Também contou com a imprensa para realizar um empreendimento literário: escrever um livro sobre o basquete paulista em 1934. A obra “Coisas do Cestobol” buscava trazer todos os relatos estatísticos, perfis de atletas e fotografias da primeira década do basquete no estado de São Paulo, entre 1923 e 1933.
Ele fez um apelo por meio dos jornais para contar com a cooperação de dirigentes, competidores e adeptos do esporte, conforme a nota divulgada no Correio de São Paulo de 22 de junho de 1934: “Baby Barioni espera que todos os cestobolistas comprehendam o alcance deste trabalho, contando desde já com o auxílio desses mesmos moços”.

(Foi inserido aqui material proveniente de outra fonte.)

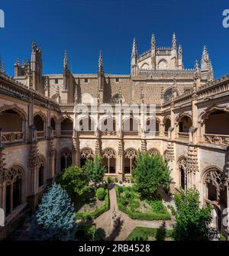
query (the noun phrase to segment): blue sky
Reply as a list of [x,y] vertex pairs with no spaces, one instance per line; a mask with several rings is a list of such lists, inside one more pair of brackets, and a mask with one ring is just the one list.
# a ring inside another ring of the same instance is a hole
[[215,77],[229,73],[229,28],[222,26],[228,0],[1,0],[0,8],[0,54],[11,76],[17,57],[31,58],[33,38],[43,50],[44,73],[63,72],[65,49],[73,73],[96,73],[102,49],[105,72],[127,74],[134,37],[140,53],[150,49],[152,33],[166,47],[173,31],[186,68],[206,44]]

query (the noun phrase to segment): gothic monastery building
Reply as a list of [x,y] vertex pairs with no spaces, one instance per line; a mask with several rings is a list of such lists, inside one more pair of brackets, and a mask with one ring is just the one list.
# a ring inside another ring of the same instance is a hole
[[229,76],[214,79],[206,47],[193,64],[184,67],[175,34],[170,47],[157,47],[153,35],[150,49],[140,55],[134,39],[129,75],[105,73],[102,52],[98,73],[73,73],[66,52],[63,73],[44,75],[35,42],[31,60],[15,62],[14,77],[1,62],[0,208],[5,226],[0,237],[36,207],[66,167],[100,154],[105,178],[129,180],[139,150],[168,161],[172,193],[195,186],[201,205],[214,206],[214,225],[226,232]]

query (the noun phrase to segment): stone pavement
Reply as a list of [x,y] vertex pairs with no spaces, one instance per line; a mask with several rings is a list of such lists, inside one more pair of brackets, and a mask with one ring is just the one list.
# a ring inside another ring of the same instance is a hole
[[[173,222],[169,221],[141,221],[131,219],[127,214],[118,209],[114,188],[109,193],[110,209],[94,220],[96,228],[103,228],[106,233],[106,240],[124,241],[131,233],[135,227],[160,228],[163,222],[166,228],[172,229]],[[112,212],[115,209],[117,215],[120,216],[119,225],[113,228],[111,225]]]

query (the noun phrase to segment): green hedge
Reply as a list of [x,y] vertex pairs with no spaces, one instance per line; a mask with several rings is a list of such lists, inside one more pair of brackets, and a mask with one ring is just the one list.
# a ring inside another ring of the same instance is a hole
[[115,192],[117,197],[117,204],[118,209],[126,214],[133,219],[140,220],[168,220],[170,219],[170,215],[169,212],[166,213],[156,213],[156,212],[134,212],[129,209],[127,207],[122,205],[121,203],[120,193],[123,191],[123,189],[120,186],[115,186]]
[[109,206],[109,192],[108,190],[105,190],[106,195],[105,197],[105,204],[102,206],[100,206],[94,212],[76,212],[76,219],[94,219],[99,215],[101,215],[105,212],[108,211],[110,208]]
[[[158,232],[160,232],[160,228],[136,227],[126,240],[137,241],[137,238],[144,238],[144,241],[147,241],[149,237],[156,238]],[[173,229],[166,230],[165,238],[173,239]]]
[[105,195],[106,195],[106,193],[103,187],[99,187],[96,190],[96,196],[98,199],[98,200],[103,201]]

Curiosamente, sua última grande cobertura jornalística, por assim dizer, foi longe das arenas esportivas e dentro das trincheiras, atuando como correspondente de guerra do jornal A Gazeta durante a Revolução Constitucionalista de 1932. O evento histórico também pôs um ponto final na sua carreira de atleta amador. A partir dali, ele resolveu colocar em prática um sonho antigo: promover modalidades esportivas em diferentes regiões do país. O caminho que levaria a criação dos Jogos Abertos do Interior finalmente foi traçado.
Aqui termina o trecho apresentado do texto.